著者は、あとがきで次のように述べる。“これ(本書の元となる『大法輪』の連載執筆)をお引き受けするにあたり、私は次のようなことをお許し頂いた。その時もそうであったし、今もそうであるが、私はいわゆる研究というものをしていない。時間は訳経や坐禅に費やされることが多く、いつも仏教は一つであり、原始仏教であれ、上座部仏教、あるいは大乗仏教であれ、それは名のみのもの、教えの根幹はまったく同じである、と学んでいる。従って執筆はそのような把握によるまとめとなり、学術的なものにならない。いわゆる仏法の立場から「ブッダのことば」を紹介したい、ということである。”(p.419)

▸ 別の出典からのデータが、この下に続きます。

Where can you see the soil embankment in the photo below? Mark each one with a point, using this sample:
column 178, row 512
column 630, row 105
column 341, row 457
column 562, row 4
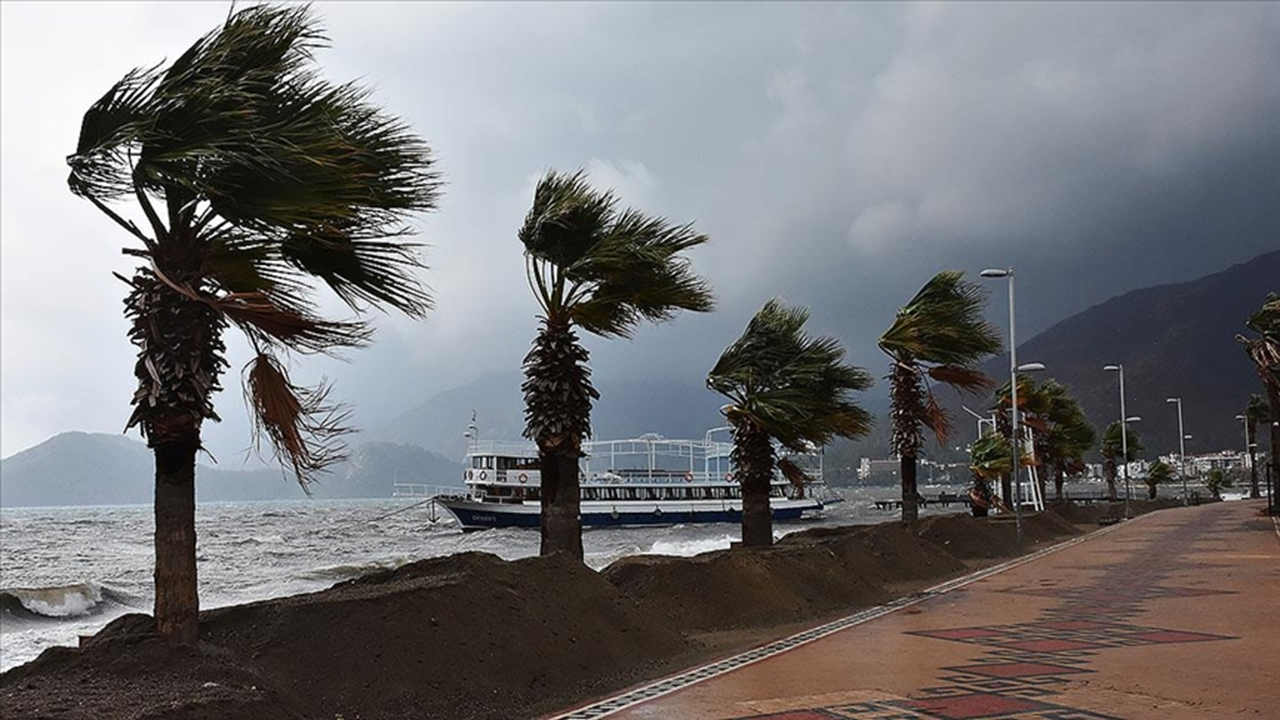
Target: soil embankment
column 475, row 637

私も、真言系密教系の奢摩他・毘鉢舎那(サマタ瞑想とヴィパッサナー瞑想の漢訳)修行中に漢訳阿含経を熟読して上座仏教が正しいと考え、スマナサーラ長老に習ったヴィパッサナー瞑想とブッダダーサ比丘の『Mindfulness with Breathing』に書かれたAnapana-sati(安那般那念)瞑想を実践(3年)した。その後に、山口益氏の『大乗としての浄土―空・唯識から念仏へ』を偶然に手にし、その中の「小乗とか大乗というのは、『独覚⇒勧請⇒如来(ブッダ)』と推移した釈尊成道の一ヶ月のある局面を捉えたに過ぎない」という説明で腑に落ち、大乗仏教と上座仏教の差別感が無くなり、片山一良氏と同じ視点を持ち得たところであった。
だから、今の私は片山一郎氏の気持ちがよく分かる。ブッダが、『大般涅槃経』第6章で「私がそなたたちのために説示し制定した法と律が、私亡き後、そなたたちの師なのです」と述べているように、様々な経典に書かれている言葉にブッダの真実が表現されていれば、その法を師と仰げば良いということである。そうした言葉があるからといって、経典を崇める必要はないし、その経典を崇める宗派に所属する必要もないのである。